Re: [PATCH v3 1/4] x86/clear_page: extend clear_page*() for multi-page clearing
From: Ankur Arora
Date: Tue Apr 15 2025 - 02:15:15 EST
Mateusz Guzik <mjguzik@xxxxxxxxx> writes:
> On Mon, Apr 14, 2025 at 01:02:59PM +0200, Peter Zijlstra wrote:
>> This symbol is written as a C function with C calling convention, even
>> though it is only meant to be called from that clear_page() alternative.
>>
>> If we want to go change all this, then we should go do the same we do
>> for __clear_user() and write it thusly:
>>
>> asm volatile(ALTERNATIVE("rep stosb",
>> "call rep_stos_alternative", ALT_NOT(X86_FEATURE_FSRS)
>> : "+c" (size), "+D" (addr), ASM_CALL_CONSTRAINT
>> : "a" (0))
>>
>> And forget about all those clear_page_*() thingies.
>>
>
> I have to disagree.
>
> Next to nobody has FSRS, so for now one would have to expect everyone
> would be punting to the routine. Did you mean ERMS as sizes are in fact
> not short?
>
> rep_stos_alternative() as implemented right now sucks in its own right
> ("small" areas sorted out with an 8 byte and 1 byte loops, bigger ones
> unrolled 64 byte loop at a time, no rep stos{b,q} in sight). Someone(tm)
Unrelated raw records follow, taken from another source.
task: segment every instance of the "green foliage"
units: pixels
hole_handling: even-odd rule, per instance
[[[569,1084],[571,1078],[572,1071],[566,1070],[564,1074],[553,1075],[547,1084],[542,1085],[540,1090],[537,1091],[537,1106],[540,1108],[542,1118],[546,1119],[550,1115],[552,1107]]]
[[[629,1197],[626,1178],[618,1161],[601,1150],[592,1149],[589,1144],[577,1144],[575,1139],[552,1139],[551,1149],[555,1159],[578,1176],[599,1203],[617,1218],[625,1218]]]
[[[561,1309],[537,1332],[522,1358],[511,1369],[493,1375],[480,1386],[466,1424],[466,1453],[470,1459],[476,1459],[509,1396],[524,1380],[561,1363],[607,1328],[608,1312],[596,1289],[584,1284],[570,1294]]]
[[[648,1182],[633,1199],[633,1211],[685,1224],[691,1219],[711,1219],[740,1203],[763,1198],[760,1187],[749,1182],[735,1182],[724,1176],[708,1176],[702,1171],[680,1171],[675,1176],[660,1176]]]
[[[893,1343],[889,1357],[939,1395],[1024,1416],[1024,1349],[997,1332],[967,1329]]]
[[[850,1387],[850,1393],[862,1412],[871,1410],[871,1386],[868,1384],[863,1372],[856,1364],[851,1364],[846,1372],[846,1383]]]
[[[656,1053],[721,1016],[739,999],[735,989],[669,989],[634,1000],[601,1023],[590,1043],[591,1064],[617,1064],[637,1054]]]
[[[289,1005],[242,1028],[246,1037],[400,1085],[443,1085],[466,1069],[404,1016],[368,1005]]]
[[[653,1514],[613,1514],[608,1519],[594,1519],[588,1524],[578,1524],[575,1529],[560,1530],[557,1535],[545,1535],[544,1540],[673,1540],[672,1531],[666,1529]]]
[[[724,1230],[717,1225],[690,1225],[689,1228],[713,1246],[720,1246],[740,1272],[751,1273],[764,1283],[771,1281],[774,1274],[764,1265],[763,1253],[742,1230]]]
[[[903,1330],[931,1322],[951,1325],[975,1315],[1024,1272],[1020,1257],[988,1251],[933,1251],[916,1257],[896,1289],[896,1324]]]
> should fix it and for the sake of argument suppose it happened. That's
> still some code executed to figure out how to zero and to align the buf.
>
> Instead, I think one can start with just retiring clear_page_orig().
>
> With that sucker out of the way, an optional quest is to figure out if
> rep stosq vs rep stosb makes any difference for pages -- for all I know
> rep stosq is the way. This would require testing on quite a few uarchs
> and I'm not going to blame anyone for not being interested.
IIRC some recent AMD models (Rome?) did expose REP_GOOD but not ERMS.
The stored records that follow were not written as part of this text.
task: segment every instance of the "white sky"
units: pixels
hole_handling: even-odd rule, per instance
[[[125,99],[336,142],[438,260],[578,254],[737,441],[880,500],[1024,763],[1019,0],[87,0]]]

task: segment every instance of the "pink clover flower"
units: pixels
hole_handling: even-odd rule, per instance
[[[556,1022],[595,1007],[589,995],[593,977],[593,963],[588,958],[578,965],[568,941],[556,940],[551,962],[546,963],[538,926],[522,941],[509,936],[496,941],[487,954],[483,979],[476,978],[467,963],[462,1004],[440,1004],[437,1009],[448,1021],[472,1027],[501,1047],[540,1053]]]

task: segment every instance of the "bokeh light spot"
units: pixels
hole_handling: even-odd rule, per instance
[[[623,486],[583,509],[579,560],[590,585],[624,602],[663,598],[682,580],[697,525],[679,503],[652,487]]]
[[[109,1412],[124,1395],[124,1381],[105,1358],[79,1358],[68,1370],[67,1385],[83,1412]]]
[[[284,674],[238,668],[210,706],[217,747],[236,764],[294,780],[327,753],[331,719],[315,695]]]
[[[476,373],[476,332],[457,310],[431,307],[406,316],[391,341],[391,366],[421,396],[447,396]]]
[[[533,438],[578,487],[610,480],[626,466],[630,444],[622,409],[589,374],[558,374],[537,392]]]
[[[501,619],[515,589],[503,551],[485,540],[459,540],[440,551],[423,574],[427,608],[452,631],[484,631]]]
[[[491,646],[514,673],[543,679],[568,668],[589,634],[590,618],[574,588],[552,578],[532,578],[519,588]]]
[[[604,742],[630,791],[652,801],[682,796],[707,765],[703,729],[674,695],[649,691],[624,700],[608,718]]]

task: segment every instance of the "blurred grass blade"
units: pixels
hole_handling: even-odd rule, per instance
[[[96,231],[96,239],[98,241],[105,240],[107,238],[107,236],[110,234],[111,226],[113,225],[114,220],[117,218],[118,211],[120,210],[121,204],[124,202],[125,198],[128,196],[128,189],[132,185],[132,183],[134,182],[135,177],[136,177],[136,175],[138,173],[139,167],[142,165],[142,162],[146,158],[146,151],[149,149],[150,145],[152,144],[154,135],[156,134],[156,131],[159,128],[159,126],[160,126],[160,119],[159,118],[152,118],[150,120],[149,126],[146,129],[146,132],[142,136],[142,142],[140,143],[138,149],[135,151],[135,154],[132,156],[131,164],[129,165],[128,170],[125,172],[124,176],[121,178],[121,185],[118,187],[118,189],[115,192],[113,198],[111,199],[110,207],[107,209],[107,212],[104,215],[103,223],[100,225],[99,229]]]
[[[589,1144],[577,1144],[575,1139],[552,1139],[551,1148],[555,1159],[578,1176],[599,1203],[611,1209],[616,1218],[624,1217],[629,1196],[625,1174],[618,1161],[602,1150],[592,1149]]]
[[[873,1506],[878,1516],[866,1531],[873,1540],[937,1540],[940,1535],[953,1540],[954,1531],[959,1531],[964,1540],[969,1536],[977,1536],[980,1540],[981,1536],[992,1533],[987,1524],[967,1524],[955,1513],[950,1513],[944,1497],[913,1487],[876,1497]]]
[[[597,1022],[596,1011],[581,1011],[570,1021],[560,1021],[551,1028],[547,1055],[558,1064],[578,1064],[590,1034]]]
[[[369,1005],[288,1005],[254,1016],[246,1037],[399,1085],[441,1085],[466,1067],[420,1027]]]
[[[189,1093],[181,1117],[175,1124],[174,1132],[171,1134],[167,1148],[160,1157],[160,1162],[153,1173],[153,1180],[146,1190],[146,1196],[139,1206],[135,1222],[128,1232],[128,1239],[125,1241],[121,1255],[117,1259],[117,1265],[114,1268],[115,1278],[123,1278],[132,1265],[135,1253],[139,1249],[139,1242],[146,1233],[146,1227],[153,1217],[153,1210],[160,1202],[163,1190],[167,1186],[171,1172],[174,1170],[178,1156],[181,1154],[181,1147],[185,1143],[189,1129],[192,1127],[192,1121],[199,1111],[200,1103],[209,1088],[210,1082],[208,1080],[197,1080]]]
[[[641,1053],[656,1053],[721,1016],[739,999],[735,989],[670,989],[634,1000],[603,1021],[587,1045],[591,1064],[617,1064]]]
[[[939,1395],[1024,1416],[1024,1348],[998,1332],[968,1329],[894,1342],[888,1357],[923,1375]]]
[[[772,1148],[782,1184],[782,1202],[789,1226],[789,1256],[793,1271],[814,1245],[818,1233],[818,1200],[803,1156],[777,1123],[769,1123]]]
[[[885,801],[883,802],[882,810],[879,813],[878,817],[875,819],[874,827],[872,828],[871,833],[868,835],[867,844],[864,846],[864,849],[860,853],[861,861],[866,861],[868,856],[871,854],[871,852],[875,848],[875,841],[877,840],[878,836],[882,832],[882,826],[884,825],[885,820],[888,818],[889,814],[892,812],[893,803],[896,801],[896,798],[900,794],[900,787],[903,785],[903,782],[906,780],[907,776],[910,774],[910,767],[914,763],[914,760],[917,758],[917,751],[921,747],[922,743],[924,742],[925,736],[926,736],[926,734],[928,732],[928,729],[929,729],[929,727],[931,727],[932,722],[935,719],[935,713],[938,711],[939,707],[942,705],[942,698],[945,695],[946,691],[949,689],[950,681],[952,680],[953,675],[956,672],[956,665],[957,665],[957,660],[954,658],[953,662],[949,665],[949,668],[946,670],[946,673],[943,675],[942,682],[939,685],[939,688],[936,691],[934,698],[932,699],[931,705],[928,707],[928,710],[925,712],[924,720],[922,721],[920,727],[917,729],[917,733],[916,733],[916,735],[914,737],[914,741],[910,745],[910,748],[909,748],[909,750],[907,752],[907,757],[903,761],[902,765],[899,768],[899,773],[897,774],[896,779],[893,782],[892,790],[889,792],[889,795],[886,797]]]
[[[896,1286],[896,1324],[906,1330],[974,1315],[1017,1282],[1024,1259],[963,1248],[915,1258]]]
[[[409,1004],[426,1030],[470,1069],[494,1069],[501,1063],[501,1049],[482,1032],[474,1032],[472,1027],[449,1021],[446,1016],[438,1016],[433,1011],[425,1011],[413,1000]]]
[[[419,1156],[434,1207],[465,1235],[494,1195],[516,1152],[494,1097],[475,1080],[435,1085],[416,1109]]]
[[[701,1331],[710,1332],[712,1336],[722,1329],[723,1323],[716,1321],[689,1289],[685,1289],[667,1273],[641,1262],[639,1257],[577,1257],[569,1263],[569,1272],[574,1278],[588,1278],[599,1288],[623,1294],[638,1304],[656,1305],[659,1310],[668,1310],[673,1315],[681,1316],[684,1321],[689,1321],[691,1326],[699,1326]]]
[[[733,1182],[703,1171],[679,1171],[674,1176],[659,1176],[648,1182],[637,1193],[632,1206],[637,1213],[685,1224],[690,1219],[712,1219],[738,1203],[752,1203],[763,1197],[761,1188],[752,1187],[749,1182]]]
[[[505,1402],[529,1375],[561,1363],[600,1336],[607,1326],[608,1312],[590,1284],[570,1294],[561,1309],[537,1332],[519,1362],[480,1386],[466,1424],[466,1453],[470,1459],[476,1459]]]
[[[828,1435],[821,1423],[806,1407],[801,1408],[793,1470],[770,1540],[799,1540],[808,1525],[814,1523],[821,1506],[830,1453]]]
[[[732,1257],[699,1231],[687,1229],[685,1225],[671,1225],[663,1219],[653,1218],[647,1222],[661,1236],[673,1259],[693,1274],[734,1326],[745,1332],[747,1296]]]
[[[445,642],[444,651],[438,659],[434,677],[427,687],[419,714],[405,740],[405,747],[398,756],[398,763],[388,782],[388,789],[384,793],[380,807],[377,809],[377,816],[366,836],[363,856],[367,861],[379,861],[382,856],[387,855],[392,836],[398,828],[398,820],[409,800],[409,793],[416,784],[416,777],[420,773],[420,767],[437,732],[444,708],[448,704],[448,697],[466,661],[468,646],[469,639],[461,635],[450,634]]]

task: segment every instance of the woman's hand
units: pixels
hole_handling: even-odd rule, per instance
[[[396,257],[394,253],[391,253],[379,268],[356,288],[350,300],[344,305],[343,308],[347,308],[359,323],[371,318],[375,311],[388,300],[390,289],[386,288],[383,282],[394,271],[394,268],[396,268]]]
> Let's say nobody bothered OR rep stosb provides a win. In that case this
> can trivially ALTERNATIVE between rep stosb and rep stosq based on ERMS,
> no func calls necessary.
We shouldn't need any function calls for ERMS and REP_GOOD.
I think something like this untested code should work:
asm volatile(
ALTERNATIVE_2("call clear_pages_orig",
"rep stosb", X86_FEATURE_REP_GOOD,
"shrl $3,%ecx; rep stosq", X86_FEATURE_ERMS,
: "+c" (size), "+D" (addr), ASM_CALL_CONSTRAINT
: "a" (0)))
--
ankur